Mudanças de pessoal também influenciaram as missões internacionais. No início de dezembro, o Cosmonauta Oleg Artemyev foi retirado da missão SpaceX Crew-12. O motivo alegado foi o suposto vazamento de documentação confidencial que poderia infringir os Regulamentos de Tráfico Internacional de Armas (ITAR). Sua substituição pelo Cosmonauta Andrei Fedyayev garantiu a continuidade de um acordo pré-existente de troca de assentos com a Roscosmos.
A ciência planetária apresentou um quebra-cabeça terrestre: a Terra registrou seu segundo dia mais curto já medido em 22 de julho de 2025, seguido por um dia ainda mais breve em 5 de agosto. O evento de julho fez com que o planeta completasse sua rotação 1,34 milissegundos mais rápido que as 24 horas padrão, dando seguimento a uma tendência de aceleração observada desde 2020. Embora alguns cientistas atribuam isso à influência gravitacional da Lua quando posicionada mais longe do equador, a causa exata permanece sob escrutínio. Alguns modelos projetam que, se a tendência se mantiver, pode ser necessária a adição de um segundo bissexto negativo aos relógios atômicos até 2029. Essa aceleração terrestre coincidiu com uma intensa atividade do clima espacial, proveniente do pico do Ciclo Solar 25, que permitiu que a aurora boreal fosse vista em latitudes incomumente baixas globalmente, uma atividade que os cientistas preveem poder estender-se até 2027.
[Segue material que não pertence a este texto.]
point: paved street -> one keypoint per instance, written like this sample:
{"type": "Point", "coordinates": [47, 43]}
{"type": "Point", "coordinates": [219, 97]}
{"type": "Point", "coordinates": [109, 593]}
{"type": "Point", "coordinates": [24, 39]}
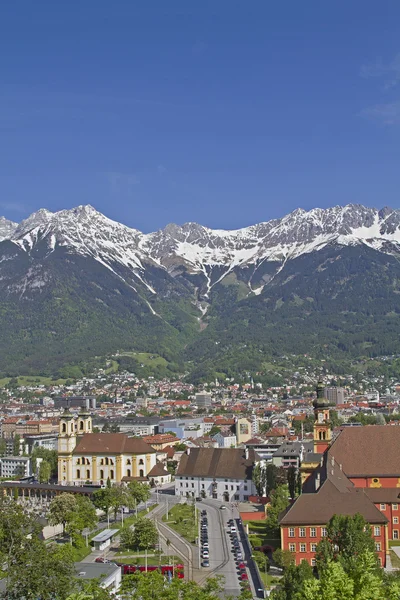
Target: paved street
{"type": "Point", "coordinates": [221, 556]}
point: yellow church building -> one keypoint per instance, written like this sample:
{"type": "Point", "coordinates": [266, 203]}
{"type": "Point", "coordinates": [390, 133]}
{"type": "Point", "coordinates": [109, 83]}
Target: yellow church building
{"type": "Point", "coordinates": [84, 456]}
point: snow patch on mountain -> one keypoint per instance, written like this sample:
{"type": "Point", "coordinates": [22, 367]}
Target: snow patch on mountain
{"type": "Point", "coordinates": [85, 231]}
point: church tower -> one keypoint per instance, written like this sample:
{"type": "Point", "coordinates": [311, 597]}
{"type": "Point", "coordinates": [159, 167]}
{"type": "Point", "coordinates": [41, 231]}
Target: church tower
{"type": "Point", "coordinates": [66, 445]}
{"type": "Point", "coordinates": [84, 422]}
{"type": "Point", "coordinates": [322, 425]}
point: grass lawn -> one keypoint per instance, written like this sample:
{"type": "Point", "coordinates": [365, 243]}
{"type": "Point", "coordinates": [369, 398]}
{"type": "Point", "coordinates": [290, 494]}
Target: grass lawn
{"type": "Point", "coordinates": [268, 579]}
{"type": "Point", "coordinates": [395, 560]}
{"type": "Point", "coordinates": [181, 519]}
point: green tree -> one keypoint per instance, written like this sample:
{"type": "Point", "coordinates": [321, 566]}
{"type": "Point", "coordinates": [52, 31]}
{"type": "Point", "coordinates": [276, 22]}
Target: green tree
{"type": "Point", "coordinates": [50, 456]}
{"type": "Point", "coordinates": [347, 538]}
{"type": "Point", "coordinates": [44, 472]}
{"type": "Point", "coordinates": [139, 492]}
{"type": "Point", "coordinates": [145, 534]}
{"type": "Point", "coordinates": [292, 481]}
{"type": "Point", "coordinates": [84, 516]}
{"type": "Point", "coordinates": [283, 558]}
{"type": "Point", "coordinates": [127, 537]}
{"type": "Point", "coordinates": [292, 582]}
{"type": "Point", "coordinates": [259, 478]}
{"type": "Point", "coordinates": [62, 510]}
{"type": "Point", "coordinates": [271, 478]}
{"type": "Point", "coordinates": [41, 572]}
{"type": "Point", "coordinates": [3, 447]}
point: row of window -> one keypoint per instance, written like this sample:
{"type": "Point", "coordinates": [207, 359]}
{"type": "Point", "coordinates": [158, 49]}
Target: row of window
{"type": "Point", "coordinates": [303, 532]}
{"type": "Point", "coordinates": [110, 475]}
{"type": "Point", "coordinates": [202, 479]}
{"type": "Point", "coordinates": [313, 531]}
{"type": "Point", "coordinates": [313, 547]}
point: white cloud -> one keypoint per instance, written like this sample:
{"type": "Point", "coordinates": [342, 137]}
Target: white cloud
{"type": "Point", "coordinates": [389, 114]}
{"type": "Point", "coordinates": [14, 206]}
{"type": "Point", "coordinates": [121, 183]}
{"type": "Point", "coordinates": [390, 71]}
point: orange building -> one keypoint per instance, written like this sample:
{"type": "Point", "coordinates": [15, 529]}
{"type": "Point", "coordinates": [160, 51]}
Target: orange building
{"type": "Point", "coordinates": [358, 473]}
A exploração robótica trouxe grandes conquistas, incluindo as imagens iniciais do Telescópio Espacial James Webb (JWST) do cometa interestelar 3I/2025 N1 (ATLAS). Descoberto pelo levantamento ATLAS no Chile em 1 de julho de 2025, este corpo celeste foi o terceiro visitante interestelar confirmado. As observações do JWST em 6 de agosto de 2025, utilizando o instrumento NIRSpec, limitaram o diâmetro do núcleo do cometa a menos de 5,6 km e estabeleceram uma proporção de mistura CO₂/H₂O de aproximadamente 7,6:1, sugerindo uma composição rica em dióxido de carbono. Em paralelo, o rover Perseverance continuou seu levantamento geológico perto da Cratera Jezero, catalogando amostras como material outrora fundido e espécimes específicos da borda da cratera designados como “Silver Mountain”, próximos à formação conhecida como “Witch Hazel Hill”.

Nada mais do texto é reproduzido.